Lehre

WS 2008/09 Universität zu Köln

Inseln und Meer im Film

Inseln sind geophysikalisch betrachtet, relativ kleine Landmassen, umschlossen von Wasser, zumeist Meer. Sie besitzen eine jeweils einzigartige Geomorphologie, meist ihr eigenes Klima, abhängig von der Lage, auf der sich besondere Biotope, spezifische Floren und Faunen entwickeln. Zugleich können sie ganz verschiedenen sein, je nachdem, aus welchen Gesteinsmassen sie bestehen, vulkanisch, die Spitze einer riesigen unterseeischen Tektonik oder nur aus Sand. Sie können Teil einer Inselgruppe sein oder ein einzelnes Atoll. 

Nun aber zu denken, Inseln definieren sich topographisch nur durch ihre Abgeschlossenheit, wäre allzu naiv. Denn was wir als Insel definieren und auf welche Weise, hängt von vielen Faktoren ab, die letztlich sämtlich kulturell und historisch spezifisch codiert sind.

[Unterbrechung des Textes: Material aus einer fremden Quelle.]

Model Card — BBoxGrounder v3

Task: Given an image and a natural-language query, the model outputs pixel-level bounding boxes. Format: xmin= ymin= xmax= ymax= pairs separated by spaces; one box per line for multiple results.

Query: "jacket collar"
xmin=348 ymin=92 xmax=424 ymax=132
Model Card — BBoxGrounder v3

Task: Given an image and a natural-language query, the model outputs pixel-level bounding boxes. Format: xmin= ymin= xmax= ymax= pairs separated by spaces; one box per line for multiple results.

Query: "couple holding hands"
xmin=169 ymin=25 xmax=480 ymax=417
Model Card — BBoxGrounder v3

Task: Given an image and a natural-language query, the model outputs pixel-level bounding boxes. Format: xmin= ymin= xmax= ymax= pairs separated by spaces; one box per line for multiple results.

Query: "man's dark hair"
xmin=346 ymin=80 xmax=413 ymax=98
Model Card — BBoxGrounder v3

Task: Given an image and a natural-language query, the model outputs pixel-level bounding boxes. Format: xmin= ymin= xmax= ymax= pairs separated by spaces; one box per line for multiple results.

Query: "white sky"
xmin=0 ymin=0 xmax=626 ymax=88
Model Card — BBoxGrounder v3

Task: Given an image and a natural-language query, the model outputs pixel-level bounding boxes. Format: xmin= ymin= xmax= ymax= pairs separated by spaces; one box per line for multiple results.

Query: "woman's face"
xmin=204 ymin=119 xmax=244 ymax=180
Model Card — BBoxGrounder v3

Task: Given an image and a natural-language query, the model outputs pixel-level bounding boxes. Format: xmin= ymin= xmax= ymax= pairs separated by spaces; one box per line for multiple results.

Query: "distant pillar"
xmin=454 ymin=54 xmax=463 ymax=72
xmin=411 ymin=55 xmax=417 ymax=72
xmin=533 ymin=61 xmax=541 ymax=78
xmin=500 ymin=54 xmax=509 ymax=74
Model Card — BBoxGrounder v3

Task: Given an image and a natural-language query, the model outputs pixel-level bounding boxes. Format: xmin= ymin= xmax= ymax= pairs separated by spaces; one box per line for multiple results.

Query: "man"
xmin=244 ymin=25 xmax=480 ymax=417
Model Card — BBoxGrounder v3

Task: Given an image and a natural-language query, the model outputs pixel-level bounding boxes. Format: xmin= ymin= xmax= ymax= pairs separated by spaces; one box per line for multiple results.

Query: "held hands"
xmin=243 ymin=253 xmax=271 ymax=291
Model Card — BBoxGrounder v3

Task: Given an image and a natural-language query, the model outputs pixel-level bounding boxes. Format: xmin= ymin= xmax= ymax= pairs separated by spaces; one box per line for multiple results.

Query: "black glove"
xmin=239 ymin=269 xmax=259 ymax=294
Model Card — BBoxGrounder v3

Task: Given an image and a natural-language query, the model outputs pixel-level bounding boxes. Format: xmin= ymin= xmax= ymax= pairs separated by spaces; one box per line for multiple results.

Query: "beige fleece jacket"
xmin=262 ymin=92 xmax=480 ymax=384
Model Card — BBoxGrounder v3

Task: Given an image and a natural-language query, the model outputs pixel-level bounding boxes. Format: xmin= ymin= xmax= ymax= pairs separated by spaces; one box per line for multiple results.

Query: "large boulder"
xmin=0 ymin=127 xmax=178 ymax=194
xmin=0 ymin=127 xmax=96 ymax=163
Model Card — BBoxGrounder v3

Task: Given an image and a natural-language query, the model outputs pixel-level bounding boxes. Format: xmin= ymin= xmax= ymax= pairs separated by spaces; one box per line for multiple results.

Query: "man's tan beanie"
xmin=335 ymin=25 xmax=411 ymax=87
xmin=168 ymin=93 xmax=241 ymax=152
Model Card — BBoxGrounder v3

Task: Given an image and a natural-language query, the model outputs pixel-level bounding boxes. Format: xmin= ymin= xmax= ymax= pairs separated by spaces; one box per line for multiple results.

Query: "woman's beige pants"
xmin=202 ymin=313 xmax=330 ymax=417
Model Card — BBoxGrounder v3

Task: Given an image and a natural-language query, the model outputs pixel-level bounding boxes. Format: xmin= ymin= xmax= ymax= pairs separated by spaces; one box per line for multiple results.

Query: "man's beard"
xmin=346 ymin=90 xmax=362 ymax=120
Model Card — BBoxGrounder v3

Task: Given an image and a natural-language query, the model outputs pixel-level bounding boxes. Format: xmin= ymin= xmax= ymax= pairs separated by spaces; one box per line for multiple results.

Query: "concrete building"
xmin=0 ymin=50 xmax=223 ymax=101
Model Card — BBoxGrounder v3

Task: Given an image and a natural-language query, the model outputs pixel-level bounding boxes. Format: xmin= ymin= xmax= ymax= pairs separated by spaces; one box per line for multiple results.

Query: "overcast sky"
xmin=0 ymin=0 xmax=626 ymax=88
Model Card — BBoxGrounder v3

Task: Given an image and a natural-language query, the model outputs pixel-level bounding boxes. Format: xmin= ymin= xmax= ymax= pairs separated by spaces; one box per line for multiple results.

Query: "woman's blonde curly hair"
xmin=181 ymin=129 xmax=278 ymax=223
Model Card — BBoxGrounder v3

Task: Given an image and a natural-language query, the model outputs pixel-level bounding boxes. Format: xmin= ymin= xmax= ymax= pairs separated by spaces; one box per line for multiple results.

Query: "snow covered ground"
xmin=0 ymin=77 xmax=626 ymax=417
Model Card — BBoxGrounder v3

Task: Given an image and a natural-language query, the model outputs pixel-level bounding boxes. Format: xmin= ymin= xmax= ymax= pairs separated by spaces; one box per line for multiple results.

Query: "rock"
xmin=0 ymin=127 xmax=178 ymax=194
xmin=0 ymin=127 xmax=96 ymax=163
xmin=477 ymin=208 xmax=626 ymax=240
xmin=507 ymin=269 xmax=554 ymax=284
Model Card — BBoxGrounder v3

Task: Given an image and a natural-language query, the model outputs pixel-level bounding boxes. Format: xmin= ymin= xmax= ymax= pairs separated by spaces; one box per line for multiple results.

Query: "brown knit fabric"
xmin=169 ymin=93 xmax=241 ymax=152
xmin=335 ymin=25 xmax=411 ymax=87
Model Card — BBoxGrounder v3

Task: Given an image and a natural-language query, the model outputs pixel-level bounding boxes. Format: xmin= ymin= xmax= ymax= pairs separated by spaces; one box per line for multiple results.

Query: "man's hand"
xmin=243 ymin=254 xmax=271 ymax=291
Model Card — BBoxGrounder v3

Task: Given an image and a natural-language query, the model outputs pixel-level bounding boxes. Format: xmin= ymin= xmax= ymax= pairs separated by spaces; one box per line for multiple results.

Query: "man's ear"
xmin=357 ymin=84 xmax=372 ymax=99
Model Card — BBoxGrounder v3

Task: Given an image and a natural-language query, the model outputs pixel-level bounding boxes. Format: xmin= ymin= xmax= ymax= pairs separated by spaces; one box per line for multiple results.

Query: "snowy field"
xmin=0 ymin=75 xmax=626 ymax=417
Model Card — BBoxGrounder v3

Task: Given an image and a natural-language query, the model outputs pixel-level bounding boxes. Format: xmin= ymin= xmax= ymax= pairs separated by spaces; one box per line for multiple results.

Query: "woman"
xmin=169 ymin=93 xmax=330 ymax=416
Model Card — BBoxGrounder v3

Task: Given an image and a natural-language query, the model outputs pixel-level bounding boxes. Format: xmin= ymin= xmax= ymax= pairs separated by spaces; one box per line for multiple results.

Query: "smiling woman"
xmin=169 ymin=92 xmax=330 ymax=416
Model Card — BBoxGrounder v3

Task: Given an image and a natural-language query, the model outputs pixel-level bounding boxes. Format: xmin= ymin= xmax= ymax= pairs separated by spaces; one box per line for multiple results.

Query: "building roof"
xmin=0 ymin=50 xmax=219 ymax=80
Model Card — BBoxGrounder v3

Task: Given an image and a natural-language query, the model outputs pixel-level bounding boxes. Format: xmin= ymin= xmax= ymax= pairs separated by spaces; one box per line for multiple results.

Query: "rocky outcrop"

Inseln sind kulturelle Artefakte, für die gerade charakteristisch ist, dass sie kulturell und auch räumlich kontextualisiert sind. 

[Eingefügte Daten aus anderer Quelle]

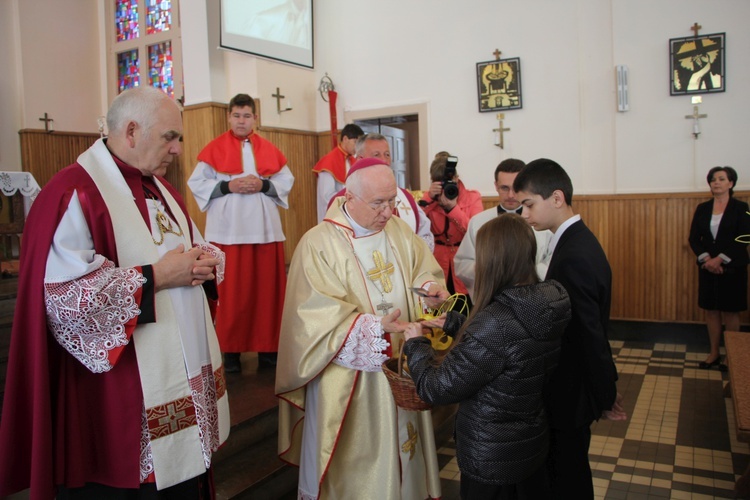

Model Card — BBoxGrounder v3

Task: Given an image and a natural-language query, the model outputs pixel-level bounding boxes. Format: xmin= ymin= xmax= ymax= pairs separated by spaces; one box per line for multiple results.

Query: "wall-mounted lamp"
xmin=271 ymin=87 xmax=292 ymax=114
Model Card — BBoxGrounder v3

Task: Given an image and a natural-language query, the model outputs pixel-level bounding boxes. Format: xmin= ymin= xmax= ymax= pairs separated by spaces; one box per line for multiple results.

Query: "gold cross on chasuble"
xmin=401 ymin=422 xmax=419 ymax=461
xmin=367 ymin=250 xmax=393 ymax=293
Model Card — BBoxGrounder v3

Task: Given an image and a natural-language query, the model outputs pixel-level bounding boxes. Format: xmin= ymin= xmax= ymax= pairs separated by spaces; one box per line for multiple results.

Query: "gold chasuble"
xmin=276 ymin=197 xmax=444 ymax=500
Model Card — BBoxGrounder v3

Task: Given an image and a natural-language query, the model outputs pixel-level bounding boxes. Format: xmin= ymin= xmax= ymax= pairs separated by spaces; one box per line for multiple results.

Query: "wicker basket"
xmin=383 ymin=352 xmax=431 ymax=411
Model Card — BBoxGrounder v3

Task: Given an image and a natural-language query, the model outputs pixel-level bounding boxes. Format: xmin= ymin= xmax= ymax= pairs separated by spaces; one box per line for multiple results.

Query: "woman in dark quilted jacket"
xmin=404 ymin=214 xmax=570 ymax=500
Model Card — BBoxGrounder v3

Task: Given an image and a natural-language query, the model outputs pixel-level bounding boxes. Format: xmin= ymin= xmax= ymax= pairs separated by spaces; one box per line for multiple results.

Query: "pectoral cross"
xmin=398 ymin=200 xmax=412 ymax=215
xmin=39 ymin=113 xmax=55 ymax=132
xmin=367 ymin=250 xmax=394 ymax=316
xmin=492 ymin=113 xmax=510 ymax=149
xmin=685 ymin=106 xmax=708 ymax=139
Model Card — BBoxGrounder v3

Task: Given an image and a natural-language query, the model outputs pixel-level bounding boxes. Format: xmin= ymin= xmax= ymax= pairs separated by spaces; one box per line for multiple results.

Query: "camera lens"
xmin=443 ymin=182 xmax=458 ymax=200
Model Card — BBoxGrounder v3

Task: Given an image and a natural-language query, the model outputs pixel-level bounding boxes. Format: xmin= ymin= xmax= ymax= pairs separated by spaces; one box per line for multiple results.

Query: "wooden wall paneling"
xmin=18 ymin=129 xmax=99 ymax=187
xmin=259 ymin=129 xmax=318 ymax=264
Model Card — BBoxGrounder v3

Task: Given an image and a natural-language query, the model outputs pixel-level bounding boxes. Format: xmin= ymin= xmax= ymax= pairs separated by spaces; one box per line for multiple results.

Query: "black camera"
xmin=442 ymin=156 xmax=458 ymax=200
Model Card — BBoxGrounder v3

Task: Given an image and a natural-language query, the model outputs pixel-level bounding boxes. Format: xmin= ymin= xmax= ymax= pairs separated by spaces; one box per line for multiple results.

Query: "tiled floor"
xmin=439 ymin=335 xmax=750 ymax=500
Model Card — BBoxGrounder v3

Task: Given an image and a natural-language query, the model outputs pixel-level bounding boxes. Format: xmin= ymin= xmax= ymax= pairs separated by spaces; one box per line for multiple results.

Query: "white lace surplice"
xmin=45 ymin=188 xmax=224 ymax=480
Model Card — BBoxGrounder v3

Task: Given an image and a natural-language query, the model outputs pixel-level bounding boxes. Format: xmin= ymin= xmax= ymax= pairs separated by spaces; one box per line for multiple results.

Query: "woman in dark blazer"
xmin=688 ymin=167 xmax=750 ymax=371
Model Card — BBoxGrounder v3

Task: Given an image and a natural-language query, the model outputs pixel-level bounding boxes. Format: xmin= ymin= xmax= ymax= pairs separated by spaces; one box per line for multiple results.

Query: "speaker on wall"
xmin=615 ymin=64 xmax=630 ymax=111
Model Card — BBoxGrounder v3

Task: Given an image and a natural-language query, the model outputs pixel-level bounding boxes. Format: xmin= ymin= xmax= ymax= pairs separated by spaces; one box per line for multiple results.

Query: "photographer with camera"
xmin=419 ymin=153 xmax=484 ymax=294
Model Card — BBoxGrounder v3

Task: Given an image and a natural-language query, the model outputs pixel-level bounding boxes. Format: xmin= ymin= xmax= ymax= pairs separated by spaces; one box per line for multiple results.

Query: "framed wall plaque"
xmin=669 ymin=33 xmax=726 ymax=95
xmin=477 ymin=57 xmax=523 ymax=113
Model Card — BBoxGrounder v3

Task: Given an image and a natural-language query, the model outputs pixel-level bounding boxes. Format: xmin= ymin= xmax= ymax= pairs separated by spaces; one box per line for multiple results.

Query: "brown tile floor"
xmin=432 ymin=325 xmax=750 ymax=500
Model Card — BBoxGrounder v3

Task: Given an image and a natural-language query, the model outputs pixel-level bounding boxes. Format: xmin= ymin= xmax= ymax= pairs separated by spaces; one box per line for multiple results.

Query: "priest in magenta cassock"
xmin=276 ymin=158 xmax=448 ymax=500
xmin=0 ymin=87 xmax=229 ymax=500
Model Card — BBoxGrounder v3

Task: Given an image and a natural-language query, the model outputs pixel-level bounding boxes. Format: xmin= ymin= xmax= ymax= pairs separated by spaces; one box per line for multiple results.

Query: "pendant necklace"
xmin=352 ymin=246 xmax=394 ymax=316
xmin=143 ymin=186 xmax=183 ymax=246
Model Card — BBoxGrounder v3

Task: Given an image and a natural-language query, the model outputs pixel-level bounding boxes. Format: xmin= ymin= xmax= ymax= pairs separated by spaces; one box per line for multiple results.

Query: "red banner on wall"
xmin=328 ymin=90 xmax=339 ymax=148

Inseln bilden Topoi, und je nachdem, wie man auf sie blickt, geraten unterschiedliche Aspekte in den Blick. Der Blickpunkt macht schon einen Unterschied: Schaue ich von einer Insel aus auf das sie umgebende Meer oder schaue ich vom Meer oder gar aus der Luft darauf. Die Perspektive von der Insel aus ermöglicht eine Imagination von Weite, von der Unendlichkeit des Horizonts oder auch vom nahe gelegenen Festland. Blicke ich vom Meer aus auf die Insel, erscheint sie mir als Rettungsanker, der mir festen Boden unter den Füßen garantiert. Die Vogelperspektive vermag Auskunft über die Distanz der Insel zu anderen zu geben. Möglicherweise existiert ja ein ‚Meer von Inseln’ (Archipel), und es bildet sich ein Netzwerk, das durch das Wasser als Medium verbunden ist. 

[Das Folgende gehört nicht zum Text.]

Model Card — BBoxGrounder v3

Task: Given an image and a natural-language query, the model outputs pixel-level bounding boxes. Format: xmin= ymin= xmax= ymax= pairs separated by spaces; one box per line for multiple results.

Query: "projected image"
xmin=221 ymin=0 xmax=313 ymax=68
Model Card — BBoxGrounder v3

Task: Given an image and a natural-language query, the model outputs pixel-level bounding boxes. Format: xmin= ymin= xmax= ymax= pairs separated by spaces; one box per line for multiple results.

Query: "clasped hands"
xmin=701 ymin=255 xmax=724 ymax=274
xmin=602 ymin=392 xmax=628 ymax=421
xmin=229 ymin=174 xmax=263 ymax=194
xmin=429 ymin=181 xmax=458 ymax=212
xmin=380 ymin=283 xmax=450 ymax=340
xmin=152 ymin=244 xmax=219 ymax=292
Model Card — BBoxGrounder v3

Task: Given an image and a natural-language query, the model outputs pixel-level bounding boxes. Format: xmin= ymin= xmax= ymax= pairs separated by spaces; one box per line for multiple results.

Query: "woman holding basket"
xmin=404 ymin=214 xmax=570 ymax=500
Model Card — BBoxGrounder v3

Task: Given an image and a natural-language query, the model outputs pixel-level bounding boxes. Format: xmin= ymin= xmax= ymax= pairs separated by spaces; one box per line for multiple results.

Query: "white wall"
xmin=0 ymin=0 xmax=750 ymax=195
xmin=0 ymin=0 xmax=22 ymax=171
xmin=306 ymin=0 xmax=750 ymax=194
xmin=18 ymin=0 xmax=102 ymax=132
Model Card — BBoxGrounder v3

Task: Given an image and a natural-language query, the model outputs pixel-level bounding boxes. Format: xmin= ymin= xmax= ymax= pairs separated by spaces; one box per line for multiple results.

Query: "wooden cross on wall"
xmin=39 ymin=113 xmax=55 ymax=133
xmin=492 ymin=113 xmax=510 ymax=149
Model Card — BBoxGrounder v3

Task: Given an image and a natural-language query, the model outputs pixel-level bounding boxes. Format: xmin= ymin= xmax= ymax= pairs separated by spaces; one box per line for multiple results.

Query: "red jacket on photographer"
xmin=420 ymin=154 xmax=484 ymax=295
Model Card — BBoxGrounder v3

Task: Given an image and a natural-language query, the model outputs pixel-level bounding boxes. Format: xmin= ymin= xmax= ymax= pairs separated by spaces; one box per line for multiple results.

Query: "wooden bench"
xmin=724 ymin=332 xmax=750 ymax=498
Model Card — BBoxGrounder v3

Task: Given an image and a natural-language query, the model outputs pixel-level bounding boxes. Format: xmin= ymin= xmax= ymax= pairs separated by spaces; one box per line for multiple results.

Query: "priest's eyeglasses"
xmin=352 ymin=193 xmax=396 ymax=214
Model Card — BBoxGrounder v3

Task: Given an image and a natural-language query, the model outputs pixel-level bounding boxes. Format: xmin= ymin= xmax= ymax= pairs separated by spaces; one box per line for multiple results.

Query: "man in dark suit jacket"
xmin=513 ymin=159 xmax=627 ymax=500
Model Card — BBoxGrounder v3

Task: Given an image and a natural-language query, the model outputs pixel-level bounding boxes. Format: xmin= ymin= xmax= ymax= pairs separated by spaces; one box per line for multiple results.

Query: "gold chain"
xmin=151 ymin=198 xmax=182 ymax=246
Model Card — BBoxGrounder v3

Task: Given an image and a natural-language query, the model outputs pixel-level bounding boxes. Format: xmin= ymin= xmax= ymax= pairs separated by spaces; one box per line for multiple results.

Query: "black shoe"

Und da ist die Insel selbst: Mit ihren meist aus Sand bestehenden Stränden bildet sie einen Grenzbereich zum Meer, der, wie Mandelbrot bei der Berechnung seiner Fraktale gezeigt hat, so gut wie unberechenbar ist. Mit jeder Welle und der dadurch bewegten Körnchen verändert die Insel ihre festen Grenzen. Auch andere Unbestimmheitszonen ergeben sich bei näherer Betrachtung. Das Klima, das auf der Insel herrscht, ist sowohl durch Meeresströmungen als auch durch klimatische Bedingungen an anderen Orten der Welt bedingt; Tourismus und wissenschaftliche Expeditionen verändern – nur allein durch Beobachtung schon – das Gleichgewicht der inselinternen Flora und Fauna. 

Und dann ist da die menschliche Imagination über die Insel: Als Topos der Abgeschlossenheit nimmt sie Gestalt der Utopie, Heterotopie, Dystopie oder sogar Achronie an. Sie ist ein beliebter Ort für die Projektion von Wünschen, sie fungiert als Bild des paradiesischen Urzustands (‚der Menschheit’), der sich endlos ausdehnt, Wiederholung des Immergleichen. Oder auch gerade nicht. Ebenso wie das Meer, das zugleich Medium und ebenfalls Projektionsfläche sein kann, meist für das Dunkle, Unbewusste, für archaische Ängste, aber auch für kollektive Sensationen. 

Im Seminar besprechen wir Filme, die diese verschiedenen Aspekte und Funktionen von Insel und Meer aufgreifen und ihre jeweils eigene Geschichte davon erzählen. Diese Historiographien versuchen wir auf die Frage nach dem ‚Subjekt’ zuzuspitzen, vom ‚monadischen Subjekt’ der Moderne bis zur ‚nomadischen Subjektivität’ des Schwarms, des Netzwerks in der Postmoderne. Unsere Leitfrage ließe sich folgendermaßen formulieren: Was passiert (heute, damals, woanders) beim Inselschauen? Was ist das Begehren, das sich in den Filmen realisiert?